Posted by linda mccann on April 20,2013 | 05:47 PM
Could you please provide me with direction on who to contact concerning a 5x7 sized Renoir canvas of "The Swimmer Sitting"? I obtained this at an estate sale and it appears to have been purchased in Japan. It is signed, however I cannot make out the signature. Thank you very much.
Posted by Judi Kiehn on September 30,2012 | 01:00 PM
http://renoirdiscovery.
http://renoirstudy.blogspot.com/
this is a newly found renoir painted on renoir's paper he only had. this the birth of renoir's later nudes.
Posted by greg on March 8,2011 | 05:39 PM
July 3, 2010
The Philadelphia Museum of Art on their website would have the admission paying public believe that the “Late Renoir follows the renowned painter Pierre-Auguste Renoir through the final—and most fertile and innovative—decades of his career. [with] Approximately eighty paintings, drawings, and sculptures by Renoir.”
The only problem is there are -no- “sculptures by Renoir” in The Late Renoir exhibition.

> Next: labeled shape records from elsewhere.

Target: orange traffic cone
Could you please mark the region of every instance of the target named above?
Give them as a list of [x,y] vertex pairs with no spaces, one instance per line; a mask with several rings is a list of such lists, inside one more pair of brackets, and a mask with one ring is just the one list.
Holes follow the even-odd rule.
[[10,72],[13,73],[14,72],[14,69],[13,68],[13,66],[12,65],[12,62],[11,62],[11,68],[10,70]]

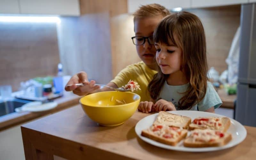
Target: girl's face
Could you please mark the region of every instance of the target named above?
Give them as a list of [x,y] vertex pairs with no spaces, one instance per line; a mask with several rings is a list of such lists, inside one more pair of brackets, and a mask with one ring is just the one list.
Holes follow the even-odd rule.
[[156,62],[163,73],[172,74],[181,70],[182,53],[181,48],[171,43],[156,43],[155,46]]

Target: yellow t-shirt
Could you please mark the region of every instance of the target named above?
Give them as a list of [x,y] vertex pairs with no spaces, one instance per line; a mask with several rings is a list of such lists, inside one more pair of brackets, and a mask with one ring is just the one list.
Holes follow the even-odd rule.
[[141,90],[134,92],[140,96],[140,101],[148,101],[150,96],[148,85],[157,71],[149,68],[143,61],[129,65],[121,70],[115,78],[111,81],[118,87],[124,86],[130,79],[137,82]]

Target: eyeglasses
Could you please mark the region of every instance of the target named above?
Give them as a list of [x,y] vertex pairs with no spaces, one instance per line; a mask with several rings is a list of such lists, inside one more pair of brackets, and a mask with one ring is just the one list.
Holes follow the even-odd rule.
[[153,36],[143,37],[142,36],[134,36],[132,37],[132,42],[136,45],[143,45],[148,40],[148,42],[151,45],[154,45],[154,43],[153,40]]

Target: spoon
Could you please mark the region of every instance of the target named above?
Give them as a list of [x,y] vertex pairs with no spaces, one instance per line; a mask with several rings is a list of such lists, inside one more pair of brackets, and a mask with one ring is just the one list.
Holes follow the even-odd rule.
[[[77,83],[76,84],[74,84],[76,85],[77,86],[84,86],[84,84],[82,83]],[[67,85],[67,86],[68,87],[71,86],[73,84],[68,84],[68,85]],[[104,85],[103,84],[95,84],[95,85],[100,85],[100,86],[103,86],[103,87],[107,87],[109,88],[114,90],[115,91],[120,91],[120,92],[127,92],[131,90],[131,89],[124,89],[123,87],[120,87],[120,88],[113,88],[111,87],[109,87],[109,86],[108,86],[106,85]]]

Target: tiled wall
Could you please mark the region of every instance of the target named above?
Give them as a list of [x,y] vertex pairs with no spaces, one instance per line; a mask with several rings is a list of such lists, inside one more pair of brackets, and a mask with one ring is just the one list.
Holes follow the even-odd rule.
[[0,85],[55,75],[60,62],[55,23],[0,22]]

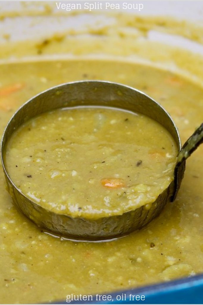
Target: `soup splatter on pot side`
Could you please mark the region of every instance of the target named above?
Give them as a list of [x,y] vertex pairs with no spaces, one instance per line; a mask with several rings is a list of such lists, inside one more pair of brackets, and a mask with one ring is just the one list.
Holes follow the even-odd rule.
[[[167,71],[108,60],[24,63],[1,66],[1,132],[14,111],[35,94],[87,78],[122,82],[151,96],[170,113],[183,142],[202,120],[202,88]],[[202,148],[187,161],[174,203],[141,230],[106,242],[61,240],[41,232],[12,204],[1,167],[1,302],[53,301],[203,272]]]

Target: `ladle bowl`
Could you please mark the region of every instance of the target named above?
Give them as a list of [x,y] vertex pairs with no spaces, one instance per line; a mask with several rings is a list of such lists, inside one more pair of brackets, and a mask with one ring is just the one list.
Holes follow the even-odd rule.
[[[19,126],[36,116],[57,108],[93,105],[110,106],[143,113],[164,127],[175,141],[179,157],[174,170],[174,179],[152,203],[149,209],[143,205],[118,216],[95,220],[74,218],[71,215],[56,214],[33,201],[21,192],[9,177],[5,165],[6,145],[13,133]],[[196,136],[194,142],[193,136],[192,143],[190,141],[190,147],[191,148],[191,145],[193,150],[202,142],[203,127],[202,125],[201,129],[201,127],[196,132],[197,140]],[[185,148],[187,148],[187,144],[186,142]],[[105,239],[127,234],[140,229],[157,216],[167,202],[175,199],[183,177],[185,159],[192,150],[191,149],[186,154],[183,151],[180,153],[181,144],[175,125],[169,114],[151,98],[127,86],[95,81],[75,81],[61,85],[30,99],[19,109],[10,120],[3,135],[1,148],[8,189],[15,205],[38,226],[49,231],[70,238],[88,240]]]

The art dealer Vollard and the artist Renoir decided to cash in by misrepresenting bronze forgeries, cast from plasters reproduced from clay models forged by Richard Guino and others, as authentic Renoir sculptures.
Vollard, and too many others to mention, have perpetuated the myth that Renoir actually directed the creation of these so-called sculptures when in fact Renoir himself admits they were -forged- in his absence.

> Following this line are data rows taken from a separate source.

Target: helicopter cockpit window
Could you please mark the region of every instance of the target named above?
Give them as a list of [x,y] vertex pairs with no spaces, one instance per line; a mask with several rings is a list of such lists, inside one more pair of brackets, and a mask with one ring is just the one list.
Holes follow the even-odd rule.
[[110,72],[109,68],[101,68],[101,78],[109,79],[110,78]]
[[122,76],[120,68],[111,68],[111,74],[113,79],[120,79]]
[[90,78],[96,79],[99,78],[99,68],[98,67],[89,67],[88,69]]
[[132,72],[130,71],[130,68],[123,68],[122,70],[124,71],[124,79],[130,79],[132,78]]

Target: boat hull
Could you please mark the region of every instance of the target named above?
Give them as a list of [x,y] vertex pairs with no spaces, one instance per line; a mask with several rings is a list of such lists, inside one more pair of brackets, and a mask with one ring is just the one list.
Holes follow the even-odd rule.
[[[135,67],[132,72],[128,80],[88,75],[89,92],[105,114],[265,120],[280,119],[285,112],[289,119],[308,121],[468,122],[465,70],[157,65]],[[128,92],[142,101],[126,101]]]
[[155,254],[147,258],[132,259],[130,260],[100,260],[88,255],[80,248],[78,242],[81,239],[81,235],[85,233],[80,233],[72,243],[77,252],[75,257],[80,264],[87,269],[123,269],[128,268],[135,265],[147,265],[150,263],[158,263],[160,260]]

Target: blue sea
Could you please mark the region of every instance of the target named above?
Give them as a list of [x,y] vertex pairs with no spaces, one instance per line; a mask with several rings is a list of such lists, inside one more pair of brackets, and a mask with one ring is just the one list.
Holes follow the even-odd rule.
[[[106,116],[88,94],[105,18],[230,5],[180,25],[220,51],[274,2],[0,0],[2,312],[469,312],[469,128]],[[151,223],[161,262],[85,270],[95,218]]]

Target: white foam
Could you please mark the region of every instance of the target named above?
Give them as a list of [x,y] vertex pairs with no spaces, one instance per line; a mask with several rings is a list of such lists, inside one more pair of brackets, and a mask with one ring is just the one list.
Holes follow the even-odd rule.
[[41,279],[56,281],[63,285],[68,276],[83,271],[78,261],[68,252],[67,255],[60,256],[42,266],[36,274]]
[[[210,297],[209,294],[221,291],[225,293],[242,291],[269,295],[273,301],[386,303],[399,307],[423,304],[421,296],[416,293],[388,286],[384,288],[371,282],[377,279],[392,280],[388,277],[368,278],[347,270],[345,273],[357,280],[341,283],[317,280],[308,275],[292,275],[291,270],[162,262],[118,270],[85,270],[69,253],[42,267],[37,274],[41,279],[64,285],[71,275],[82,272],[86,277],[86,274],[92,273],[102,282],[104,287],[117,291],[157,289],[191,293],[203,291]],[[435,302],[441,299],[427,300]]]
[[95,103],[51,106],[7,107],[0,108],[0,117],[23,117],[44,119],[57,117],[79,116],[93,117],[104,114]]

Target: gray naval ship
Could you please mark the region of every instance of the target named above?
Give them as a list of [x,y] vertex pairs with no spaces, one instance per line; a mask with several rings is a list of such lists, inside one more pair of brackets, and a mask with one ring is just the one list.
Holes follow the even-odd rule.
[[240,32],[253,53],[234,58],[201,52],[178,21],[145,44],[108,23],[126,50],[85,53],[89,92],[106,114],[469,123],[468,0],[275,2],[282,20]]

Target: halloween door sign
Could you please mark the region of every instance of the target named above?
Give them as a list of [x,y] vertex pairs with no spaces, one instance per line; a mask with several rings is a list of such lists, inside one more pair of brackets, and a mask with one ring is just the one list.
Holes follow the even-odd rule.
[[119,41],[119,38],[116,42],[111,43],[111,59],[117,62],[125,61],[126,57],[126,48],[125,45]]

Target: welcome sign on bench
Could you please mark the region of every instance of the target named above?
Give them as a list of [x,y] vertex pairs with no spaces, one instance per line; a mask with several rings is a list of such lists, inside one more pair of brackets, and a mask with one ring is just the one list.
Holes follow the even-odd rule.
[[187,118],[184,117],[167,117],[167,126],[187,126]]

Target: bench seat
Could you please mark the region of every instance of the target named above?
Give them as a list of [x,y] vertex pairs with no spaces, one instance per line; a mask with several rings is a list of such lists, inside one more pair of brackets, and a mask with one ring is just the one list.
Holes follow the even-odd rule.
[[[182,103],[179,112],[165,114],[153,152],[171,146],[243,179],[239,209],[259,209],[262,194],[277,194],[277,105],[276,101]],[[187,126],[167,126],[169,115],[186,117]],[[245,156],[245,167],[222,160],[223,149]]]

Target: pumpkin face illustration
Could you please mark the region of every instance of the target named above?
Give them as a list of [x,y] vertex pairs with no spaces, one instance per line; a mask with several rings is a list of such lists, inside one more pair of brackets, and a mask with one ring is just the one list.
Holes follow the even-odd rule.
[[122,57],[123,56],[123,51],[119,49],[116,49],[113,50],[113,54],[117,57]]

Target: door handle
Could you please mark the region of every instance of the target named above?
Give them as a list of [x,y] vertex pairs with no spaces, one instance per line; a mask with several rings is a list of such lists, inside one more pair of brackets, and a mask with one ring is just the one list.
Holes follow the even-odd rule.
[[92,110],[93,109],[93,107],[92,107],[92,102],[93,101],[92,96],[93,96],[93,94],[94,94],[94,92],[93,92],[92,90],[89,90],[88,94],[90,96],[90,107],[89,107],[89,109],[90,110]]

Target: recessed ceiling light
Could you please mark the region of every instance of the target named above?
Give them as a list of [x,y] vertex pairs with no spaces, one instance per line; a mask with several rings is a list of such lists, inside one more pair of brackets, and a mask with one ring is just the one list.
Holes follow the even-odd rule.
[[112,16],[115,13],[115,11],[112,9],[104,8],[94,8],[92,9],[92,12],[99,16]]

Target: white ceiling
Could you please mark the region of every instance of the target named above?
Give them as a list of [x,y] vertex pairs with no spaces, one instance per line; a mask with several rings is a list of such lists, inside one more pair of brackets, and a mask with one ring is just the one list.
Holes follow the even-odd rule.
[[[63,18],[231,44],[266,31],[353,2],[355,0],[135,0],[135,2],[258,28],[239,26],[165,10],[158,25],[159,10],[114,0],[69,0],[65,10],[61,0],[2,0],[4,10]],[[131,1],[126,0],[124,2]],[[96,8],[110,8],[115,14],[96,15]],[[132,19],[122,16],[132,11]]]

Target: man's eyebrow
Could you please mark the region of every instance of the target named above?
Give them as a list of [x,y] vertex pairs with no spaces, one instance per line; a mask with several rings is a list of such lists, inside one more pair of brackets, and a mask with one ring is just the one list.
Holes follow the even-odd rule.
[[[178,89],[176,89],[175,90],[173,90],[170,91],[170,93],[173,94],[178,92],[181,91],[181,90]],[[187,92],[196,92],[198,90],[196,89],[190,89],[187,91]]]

Then to add insult to injury, the so-called “Late Renoir” exhibition contains work, attributed to Renoir, that was so late, he was actually -dead- when it was forged.
The dead don’t sculpt.
Gary Arseneau
artist, creator of original lithographs & scholar
Fernandina Beach, Florida
SOURCES:
http://www.philamuseum.org/exhibitions/359.html
page 75 of the “Renoir in the 20th Century” catalogue
http://www.philamuseum.org/collections/permanent/52099.html?mulR=31958
Posted by Gary Arseneau on July 3,2010 | 08:04 AM
There is the mention of a Renoir film clip from 1915. "An extraordinary three-minute silent film clip in the exhibition captures him at work in 1915."
Does anyone know how to get a look at that? YouTube... whatever?
Thanks!
Posted by Carl & Pam on February 13,2010 | 01:12 PM
Renoir affirms what I have long suspected. "If it's not about beauty, it is nothing." One thing for sure, beauty is not going to reveal itself unless one chases after it. Bravo, Auguste!

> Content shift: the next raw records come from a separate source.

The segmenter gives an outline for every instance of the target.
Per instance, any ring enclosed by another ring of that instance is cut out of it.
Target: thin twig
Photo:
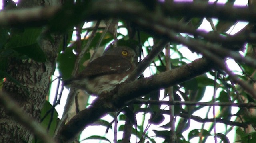
[[[47,134],[46,130],[36,121],[31,119],[26,113],[19,107],[18,104],[11,99],[7,94],[0,92],[0,103],[17,119],[17,121],[28,129],[42,141],[45,143],[56,143]]]
[[[143,99],[135,99],[132,103],[139,104],[153,104],[156,105],[186,105],[186,106],[232,106],[232,107],[246,107],[250,108],[256,108],[256,103],[236,103],[233,102],[198,102],[194,101],[179,101],[149,100]]]

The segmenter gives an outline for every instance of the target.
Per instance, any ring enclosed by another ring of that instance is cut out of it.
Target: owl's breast
[[[86,91],[92,94],[99,95],[103,91],[110,91],[116,85],[125,81],[128,75],[112,74],[88,78]]]

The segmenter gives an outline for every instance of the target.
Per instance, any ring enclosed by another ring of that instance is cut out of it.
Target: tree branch
[[[29,116],[24,112],[22,108],[19,108],[18,104],[10,98],[9,95],[4,92],[0,92],[0,105],[18,119],[16,121],[21,123],[24,126],[30,129],[35,135],[42,139],[43,143],[56,143],[52,138],[50,137],[45,129],[44,129],[38,123],[32,119]]]
[[[58,133],[56,139],[60,143],[71,141],[85,127],[109,112],[116,111],[129,100],[149,92],[176,84],[210,70],[212,62],[198,59],[186,65],[148,78],[120,85],[112,92],[104,93],[91,106],[81,111],[67,123]]]

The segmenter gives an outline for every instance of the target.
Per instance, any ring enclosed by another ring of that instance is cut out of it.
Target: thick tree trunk
[[[18,7],[31,7],[42,5],[42,0],[21,0]],[[52,0],[45,1],[45,6],[52,4]],[[30,116],[39,121],[41,110],[49,92],[50,77],[55,69],[57,50],[61,37],[53,36],[54,43],[42,40],[40,44],[46,56],[47,61],[40,63],[31,59],[20,60],[10,58],[8,63],[7,73],[19,82],[25,88],[8,79],[2,90],[9,93]],[[28,93],[24,90],[28,91]],[[19,119],[14,119],[0,105],[0,142],[30,143],[33,134],[21,125]]]

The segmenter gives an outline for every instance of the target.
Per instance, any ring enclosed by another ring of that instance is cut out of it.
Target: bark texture
[[[20,0],[18,7],[32,7],[42,4],[47,6],[54,3],[52,0],[44,2],[47,3],[42,3],[43,1]],[[45,40],[41,40],[40,42],[46,56],[47,61],[45,63],[31,59],[9,58],[7,72],[18,81],[22,86],[7,79],[2,88],[3,91],[8,93],[19,103],[17,108],[21,108],[36,121],[39,120],[41,110],[48,93],[50,77],[55,70],[57,50],[61,39],[60,36],[53,37],[54,43]],[[33,135],[0,105],[0,142],[30,143]]]

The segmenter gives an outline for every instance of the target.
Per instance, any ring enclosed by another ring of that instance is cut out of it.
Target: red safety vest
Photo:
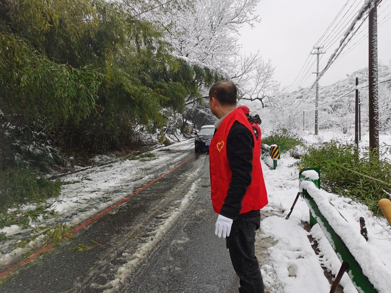
[[[209,168],[211,193],[213,209],[218,214],[220,213],[227,196],[232,175],[227,157],[227,137],[233,123],[237,121],[250,130],[254,141],[256,140],[251,125],[243,111],[239,109],[230,113],[222,121],[210,142]],[[253,171],[251,173],[252,180],[242,201],[240,214],[260,209],[267,204],[267,195],[257,144],[254,144],[253,152]]]
[[[258,148],[259,152],[261,151],[261,128],[259,125],[256,123],[251,123],[251,126],[255,127],[258,131],[258,139],[256,140],[256,143],[258,144]]]

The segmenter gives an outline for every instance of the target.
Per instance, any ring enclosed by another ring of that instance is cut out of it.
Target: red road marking
[[[159,176],[159,177],[156,178],[156,179],[154,179],[151,182],[150,182],[149,183],[146,184],[142,187],[140,188],[131,194],[130,194],[127,196],[126,197],[124,198],[122,200],[120,200],[119,202],[116,202],[112,205],[111,205],[107,209],[106,209],[102,211],[102,212],[100,212],[100,213],[99,214],[97,214],[96,216],[93,217],[92,218],[90,219],[87,222],[84,222],[83,224],[81,224],[81,225],[77,227],[76,228],[74,228],[72,231],[71,231],[71,233],[70,233],[71,235],[75,234],[80,229],[82,229],[83,228],[85,227],[86,226],[87,226],[91,224],[91,223],[93,223],[93,222],[94,222],[95,221],[96,221],[100,218],[101,218],[103,216],[104,216],[104,215],[108,213],[109,212],[113,210],[120,205],[122,204],[125,202],[126,201],[129,199],[129,198],[130,198],[131,197],[132,197],[134,195],[135,195],[137,193],[140,193],[144,189],[146,188],[147,187],[150,186],[151,184],[153,184],[155,182],[158,181],[160,179],[161,179],[167,174],[170,173],[172,171],[179,168],[179,167],[180,167],[181,166],[183,165],[186,162],[190,161],[190,160],[194,158],[195,155],[193,155],[188,159],[186,159],[186,160],[184,161],[183,162],[179,164],[179,165],[177,165],[177,166],[175,166],[174,167],[172,168],[172,169],[167,171],[165,173],[161,174],[161,175],[160,175],[160,176]],[[18,263],[14,264],[13,266],[11,267],[10,268],[9,268],[1,272],[1,273],[0,273],[0,280],[2,280],[4,279],[4,278],[5,278],[7,276],[7,275],[12,273],[13,271],[14,270],[14,269],[15,269],[15,268],[17,268],[18,266],[22,266],[23,264],[26,264],[31,261],[33,259],[35,259],[38,255],[39,255],[40,254],[43,252],[44,251],[50,249],[53,247],[54,245],[54,244],[52,242],[47,244],[46,245],[44,246],[43,247],[39,248],[37,251],[33,253],[32,254],[30,255],[27,258],[25,259],[23,259],[23,261],[21,261]]]

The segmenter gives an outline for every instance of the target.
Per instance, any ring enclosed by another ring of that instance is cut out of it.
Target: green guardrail
[[[319,179],[317,180],[314,180],[305,178],[302,173],[304,171],[309,170],[314,170],[316,171]],[[321,183],[320,178],[320,170],[319,168],[303,168],[300,170],[299,175],[300,183],[303,180],[312,181],[319,189]],[[333,284],[330,293],[335,291],[335,289],[343,273],[346,271],[353,284],[359,292],[364,293],[378,293],[377,290],[374,288],[373,285],[369,281],[368,277],[364,275],[360,264],[350,253],[342,239],[334,231],[327,219],[321,213],[314,198],[306,189],[303,188],[301,193],[307,205],[310,208],[310,224],[311,227],[313,227],[318,222],[321,222],[319,223],[321,224],[319,225],[320,227],[331,244],[335,253],[343,262],[341,269],[335,279],[335,284]],[[330,204],[334,206],[334,205],[330,201],[329,201]],[[344,219],[342,215],[340,213],[340,214]]]
[[[277,145],[268,145],[264,143],[261,144],[261,154],[263,155],[269,155],[273,160],[273,170],[277,168],[277,160],[280,159],[280,146]]]

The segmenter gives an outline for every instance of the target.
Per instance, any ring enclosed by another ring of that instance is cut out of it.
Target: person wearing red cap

Posted by Paul Viera on February 4,2010 | 04:02 PM
I am familiar with a painting at the McNay Museum in San Antonio by Renoir painted in the last year of his life. Titled, "The Serenade", the subject is two women typical for Renoir. They look well-to-do, beautiful, almost erotic, in pastel curvey strokes. I consider it a tribute to a great artist's drive to create, considering that at this time of his life his arthritic condition forced him to paint with the brush taped to his hand. He was painfully crippled and already wealthy. The only reason for works like this was love of his art. It think there is room for admiration on this bases alone.
Posted by jane willenberg on January 28,2010 | 10:36 PM
Dick's article stirred my appreciation of Renoir's genius, and I thank him for this fine work! YITB, LWOjr
Posted by west oehmig on January 28,2010 | 11:59 AM
In this months issue, there is a picture that Renoir painted of two young girls playing the piano. When my uncle was in WW11, he brought home a picture of two girls playing the piano that is painted on silk and looks identical to the picture in the magazine. He has it dated that he bought it in Belgium in 1944. It is beautiful,not very big, about 3x3 in. square. do you know anything about it? I'd like to know if it is worth anything. thank you.